Dress code: Black-tie and LBD.
That hadn’t seemed so very alarming at first consideration. Donna had set aside a full day to trawl the shops, as well as having ordered several items online. She’d have tons of time and tons of choice, she’d reassured herself. Only now, time had run out. The taxi would be here in half an hour and she still had to add the finishing touches to her makeup. And as for choice? She had none. Or rather, she did but it was so depressing she couldn’t bring herself to decide between the structured black velvet with long sleeves and a too-high neckline which added nearly a decade to her age, or the slithery black sheath that she’d thought would work with control underwear but in fact clung to all the bits that she wanted to detract attention from, and which made her look like an overstuffed sausage. If sausages were black. Which some are, she thought, starting to feel a little light headed from a mounting sense of panic. Or it could be that the control underwear was doing too good a job and cutting off her circulation. So much for the Little Black Dress. There was absolutely nothing little about either of hers… or about her. Tears pricked her eyes. Tears of self-pity, bitterness and self-loathing. Familiar tears. Why hadn’t she gone on a major bloody diet the minute she’d received the invitation? Why hadn’t she cut down on the carbs, the wine, the full-fat lattes, full-fat cheese, full-fat crisps? She asked herself, as she heaved and wriggled out of a shaping garment that didn’t seem prepared to relinquish its control without a fight. Panting a little but at last free of it, she sank back down on the bed and had a stern word with herself. It wasn’t the end of the world if she didn’t go. Yes, it would have been fun to have gone all dressed up to a swanky party, fun to have had a night with her friends drinking champagne cocktails, fun to have met Adam, the architect, who may or may not have proved to be dull. Which of course now she’d never find out, given she wasn’t going. And she definitely wasn’t going. How could she go looking like either a frumpily upholstered matron or a bulging unappetising meat product? She braced herself and looked at the invitation once more.
to celebrate Christmas…
Celebrate Christmas.

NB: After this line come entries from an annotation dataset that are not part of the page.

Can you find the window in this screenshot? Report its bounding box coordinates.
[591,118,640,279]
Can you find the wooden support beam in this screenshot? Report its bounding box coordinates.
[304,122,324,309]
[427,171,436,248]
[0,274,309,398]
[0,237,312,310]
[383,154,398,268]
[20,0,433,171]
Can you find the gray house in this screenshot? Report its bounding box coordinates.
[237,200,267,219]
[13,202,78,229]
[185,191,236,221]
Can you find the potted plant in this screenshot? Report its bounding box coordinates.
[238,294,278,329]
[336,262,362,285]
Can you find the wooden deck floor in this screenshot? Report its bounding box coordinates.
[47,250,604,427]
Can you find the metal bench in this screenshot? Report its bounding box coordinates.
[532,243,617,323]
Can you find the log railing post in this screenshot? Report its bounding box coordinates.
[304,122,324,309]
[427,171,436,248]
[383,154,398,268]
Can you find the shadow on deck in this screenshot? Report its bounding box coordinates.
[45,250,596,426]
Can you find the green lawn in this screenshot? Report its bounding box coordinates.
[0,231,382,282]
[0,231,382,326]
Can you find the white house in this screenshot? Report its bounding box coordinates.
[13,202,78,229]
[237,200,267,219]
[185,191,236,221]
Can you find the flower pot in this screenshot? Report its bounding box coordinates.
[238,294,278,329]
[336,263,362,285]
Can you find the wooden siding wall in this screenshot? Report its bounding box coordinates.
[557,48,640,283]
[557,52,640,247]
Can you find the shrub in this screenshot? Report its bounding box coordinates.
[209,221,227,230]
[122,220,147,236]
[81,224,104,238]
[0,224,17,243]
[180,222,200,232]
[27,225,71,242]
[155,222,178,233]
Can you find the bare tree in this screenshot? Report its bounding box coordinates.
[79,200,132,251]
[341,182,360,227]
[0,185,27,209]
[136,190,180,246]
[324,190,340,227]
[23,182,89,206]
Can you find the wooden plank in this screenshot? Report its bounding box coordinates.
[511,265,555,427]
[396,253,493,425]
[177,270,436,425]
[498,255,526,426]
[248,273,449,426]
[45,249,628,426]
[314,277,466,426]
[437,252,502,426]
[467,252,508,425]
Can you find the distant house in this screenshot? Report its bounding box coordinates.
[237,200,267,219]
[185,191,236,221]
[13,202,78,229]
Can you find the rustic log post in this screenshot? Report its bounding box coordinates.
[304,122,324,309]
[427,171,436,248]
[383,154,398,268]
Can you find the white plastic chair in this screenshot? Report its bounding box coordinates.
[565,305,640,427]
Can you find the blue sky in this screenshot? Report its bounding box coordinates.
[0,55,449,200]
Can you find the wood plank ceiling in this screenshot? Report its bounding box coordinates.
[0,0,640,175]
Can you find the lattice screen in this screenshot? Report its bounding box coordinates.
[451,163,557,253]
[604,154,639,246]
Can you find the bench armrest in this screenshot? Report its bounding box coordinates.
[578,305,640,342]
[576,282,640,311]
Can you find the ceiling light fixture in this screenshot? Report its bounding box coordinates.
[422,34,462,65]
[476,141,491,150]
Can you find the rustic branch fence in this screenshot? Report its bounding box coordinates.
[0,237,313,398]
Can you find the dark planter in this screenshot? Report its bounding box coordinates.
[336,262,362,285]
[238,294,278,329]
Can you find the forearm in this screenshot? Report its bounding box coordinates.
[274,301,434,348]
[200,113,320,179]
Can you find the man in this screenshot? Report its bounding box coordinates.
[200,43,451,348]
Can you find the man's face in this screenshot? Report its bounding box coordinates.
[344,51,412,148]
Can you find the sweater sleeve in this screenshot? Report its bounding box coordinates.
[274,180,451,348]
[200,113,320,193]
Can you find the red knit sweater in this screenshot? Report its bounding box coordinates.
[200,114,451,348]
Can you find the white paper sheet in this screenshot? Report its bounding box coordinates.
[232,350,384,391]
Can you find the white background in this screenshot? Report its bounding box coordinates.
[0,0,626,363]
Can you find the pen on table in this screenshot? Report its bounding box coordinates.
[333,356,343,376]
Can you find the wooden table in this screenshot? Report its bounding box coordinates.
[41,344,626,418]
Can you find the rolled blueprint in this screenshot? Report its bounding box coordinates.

Celebrate. Well, she wasn’t feeling particularly celebratory right now. If anything, she felt the complete reverse. Yes, the reverse. That’s what she felt. What was the word for it? Mournful? Doleful? Or just plain fed up and pissed off. Pissed off with herself. Why did she always do this? Why sabotage her evening before it had even begun by assuming that because she would almost certainly be the biggest woman in the room and that therefore people… oh, all right… Adam… wouldn’t like her? Wouldn’t find her attractive? And of course, the answer was obvious. It was because she didn’t like herself, because she didn’t find herself attractive. Which wasn’t exactly the insight of the century. Pretty basic back-of-a-cereal-box stuff, but such thoughts were hard to shake off. They’d had years to dig in. To entrench. Really, her mindset was as difficult to wriggle out of as the discarded shapewear. She looked at the pull-on girdle. There it sat upon the carpet, a heap of sulky beige nylon eyeing her reproachfully. She glared at it. It scowled back in return. An impasse. Was she really locked in mental combat with what was basically a giant pair of pants? Crazy. It ends now, she thought. She wasn’t going to let a piece of underwear restrict her shape and so neither would she allow a no-longer-fit-for-purpose mindset to restrict her life. She stood up, suddenly resolute and crossed to her wardrobe. She would celebrate. She would celebrate Christmas. She would drink champagne cocktails and celebrate being with her friends at an elegant party. She would celebrate the chance to meet a new man who maybe she’d click with or maybe she wouldn’t. That simply didn’t matter. Because tonight what she most wanted to celebrate was kicking off her old way of thinking, freeing herself from the self-loathing that had shaped and controlled so many of her life’s choices. Tonight, for the first time in as long as she could remember, she would celebrate… being herself.